The Lincoln Park School and McLeod Family Rural Complex are listed on the National Register of Historic Places.

==Geography==
Pinebluff is in southern Moore County within the Sandhills region of North Carolina. U.S. Route 1 passes through the town as Walnut Street, leading northeast 3 mi to Aberdeen and 6 mi to Southern Pines, and southwest 23 mi to Rockingham. Pinehurst is 7 mi to the north via local roads.

According to the U.S. Census Bureau, the town of Pinebluff has a total area of 2.64 sqmi, of which 0.03 sqmi, or 1.06%, are water. Aberdeen Creek forms the southeast border of the town. It is a southwest-flowing tributary of Drowning Creek, the name for the headwaters of the Lumber River.

==Demographics==

Historical population
| Census | Pop. | Note | %± |
| 1910 | 92 |  | — |
| 1920 | 165 |  | 79.3% |
| 1930 | 289 |  | 75.2% |
| 1940 | 330 |  | 14.2% |
| 1950 | 575 |  | 74.2% |
| 1960 | 509 |  | −11.5% |
| 1970 | 570 |  | 12.0% |
| 1980 | 935 |  | 64.0% |
| 1990 | 876 |  | −6.3% |
| 2000 | 1,109 |  | 26.6% |
| 2010 | 1,337 |  | 20.6% |
| 2020 | 1,473 |  | 10.2% |
U.S. Decennial Census

===2020 census===

Pinebluff racial composition
| Race | Number | Percentage |
|---|---|---|
| White (non-Hispanic) | 1,071 | 72.71% |
| Black or African American (non-Hispanic) | 211 | 14.32% |
| Native American | 15 | 1.02% |
| Asian | 25 | 1.7% |
| Pacific Islander | 2 | 0.14% |
| Other/Mixed | 61 | 4.14% |
| Hispanic or Latino | 88 | 5.97% |

As of the 2020 United States census, there were 1,473 people, 663 households, and 464 families residing in the town.

===2000 census===
As of the census of 2000, there were 1,109 people, 449 households, and 315 families residing in the town. The population density was 464.5 PD/sqmi. There were 481 housing units at an average density of 201.5 /sqmi. The racial makeup of the town was 89.54% White, 7.39% African American, 0.72% Native American, 0.54% Asian, 0.72% from other races, and 1.08% from two or more races. Hispanic or Latino of any race were 1.17% of the population.
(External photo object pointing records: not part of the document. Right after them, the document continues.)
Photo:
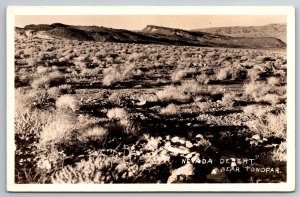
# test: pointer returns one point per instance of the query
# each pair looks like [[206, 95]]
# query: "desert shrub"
[[239, 74], [256, 89], [224, 73], [180, 74], [272, 99], [266, 123], [118, 74], [117, 113], [54, 91], [203, 79], [58, 131], [93, 133], [88, 72], [228, 99], [116, 98], [274, 81], [67, 102], [189, 87], [93, 170], [29, 122], [65, 89], [280, 153], [47, 80], [203, 106], [42, 70], [171, 93], [170, 110], [136, 57], [264, 92], [254, 73]]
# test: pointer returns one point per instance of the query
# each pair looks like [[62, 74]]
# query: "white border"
[[289, 11]]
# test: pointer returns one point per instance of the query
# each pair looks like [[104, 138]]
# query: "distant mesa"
[[269, 36]]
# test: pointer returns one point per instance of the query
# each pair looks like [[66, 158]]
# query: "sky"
[[134, 22]]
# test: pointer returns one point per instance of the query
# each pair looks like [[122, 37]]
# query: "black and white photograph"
[[150, 99]]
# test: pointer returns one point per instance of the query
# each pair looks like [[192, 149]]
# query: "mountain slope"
[[149, 35], [271, 30]]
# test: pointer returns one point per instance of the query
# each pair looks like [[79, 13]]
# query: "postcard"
[[150, 98]]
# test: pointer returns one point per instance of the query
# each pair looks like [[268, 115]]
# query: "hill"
[[149, 35], [271, 30]]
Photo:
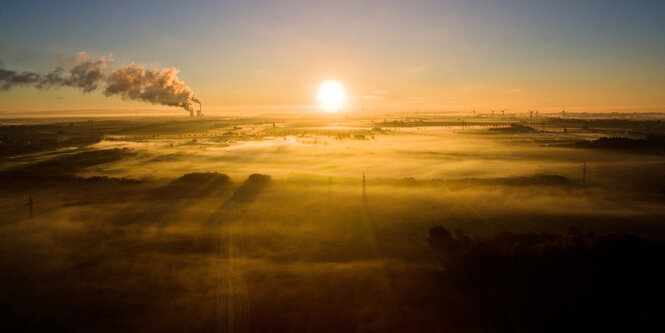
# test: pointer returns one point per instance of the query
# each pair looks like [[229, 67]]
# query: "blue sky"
[[447, 54]]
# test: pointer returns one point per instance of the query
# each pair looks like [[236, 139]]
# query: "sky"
[[429, 55]]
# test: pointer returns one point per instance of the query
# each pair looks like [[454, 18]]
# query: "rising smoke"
[[158, 87], [131, 82]]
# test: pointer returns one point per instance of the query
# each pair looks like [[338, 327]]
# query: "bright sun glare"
[[331, 96]]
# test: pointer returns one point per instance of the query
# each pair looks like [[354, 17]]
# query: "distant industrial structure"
[[199, 112]]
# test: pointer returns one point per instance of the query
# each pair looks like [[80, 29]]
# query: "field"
[[308, 223]]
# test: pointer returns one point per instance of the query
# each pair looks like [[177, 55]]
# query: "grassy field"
[[292, 224]]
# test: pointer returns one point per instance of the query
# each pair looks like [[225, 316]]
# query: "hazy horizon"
[[595, 56]]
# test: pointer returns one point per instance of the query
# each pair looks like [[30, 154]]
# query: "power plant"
[[199, 112]]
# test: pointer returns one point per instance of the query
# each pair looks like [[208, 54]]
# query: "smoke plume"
[[85, 75], [131, 82], [157, 87]]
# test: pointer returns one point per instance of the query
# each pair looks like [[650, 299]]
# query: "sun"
[[331, 96]]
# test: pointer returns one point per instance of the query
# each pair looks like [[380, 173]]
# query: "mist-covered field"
[[321, 223]]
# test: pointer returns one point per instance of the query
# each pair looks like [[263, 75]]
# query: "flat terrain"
[[292, 223]]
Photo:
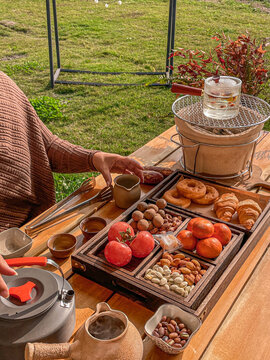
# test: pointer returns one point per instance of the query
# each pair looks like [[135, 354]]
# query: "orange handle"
[[23, 292], [184, 89], [27, 261]]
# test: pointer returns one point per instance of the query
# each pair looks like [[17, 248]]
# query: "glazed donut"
[[210, 196], [174, 198], [191, 188]]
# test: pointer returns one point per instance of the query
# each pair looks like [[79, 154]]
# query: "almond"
[[167, 256]]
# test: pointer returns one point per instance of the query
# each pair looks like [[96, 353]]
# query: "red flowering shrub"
[[241, 58]]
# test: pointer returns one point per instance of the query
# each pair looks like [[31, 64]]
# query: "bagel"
[[191, 188], [172, 196], [210, 196]]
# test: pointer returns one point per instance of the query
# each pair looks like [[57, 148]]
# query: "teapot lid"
[[43, 293]]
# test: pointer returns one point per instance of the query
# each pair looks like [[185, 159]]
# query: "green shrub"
[[48, 108], [65, 184]]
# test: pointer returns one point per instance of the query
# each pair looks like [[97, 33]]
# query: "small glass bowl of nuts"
[[171, 328]]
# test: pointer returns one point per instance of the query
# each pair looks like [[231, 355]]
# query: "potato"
[[158, 221], [142, 206], [142, 225], [149, 214], [137, 215], [153, 206], [161, 203]]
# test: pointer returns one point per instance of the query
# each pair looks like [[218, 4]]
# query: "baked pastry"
[[191, 188], [248, 212], [225, 206], [210, 196], [172, 196]]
There were 449 households, out of which 33.0% had children under the age of 18 living with them, 56.6% were married couples living together, 11.1% had a female householder with no husband present, and 29.8% were non-families. 25.4% of all households were made up of individuals, and 7.8% had someone living alone who was 65 years of age or older. The average household size was 2.47 and the average family size was 2.97.

In the town, the population was spread out, with 25.2% under the age of 18, 6.4% from 18 to 24, 33.6% from 25 to 44, 24.8% from 45 to 64, and 10.0% who were 65 years of age or older. The median age was 35 years. For every 100 females, there were 90.9 males. For every 100 females age 18 and over, there were 90.4 males.

The median income for a household in the town was $40,536, and the median income for a family was $47,500. Males had a median income of $30,813 versus $24,167 for females. The per capita income for the town was $18,786. About 8.7% of families and 9.5% of the population were below the poverty line, including 14.9% of those under age 18 and 5.5% of those age 65 or over.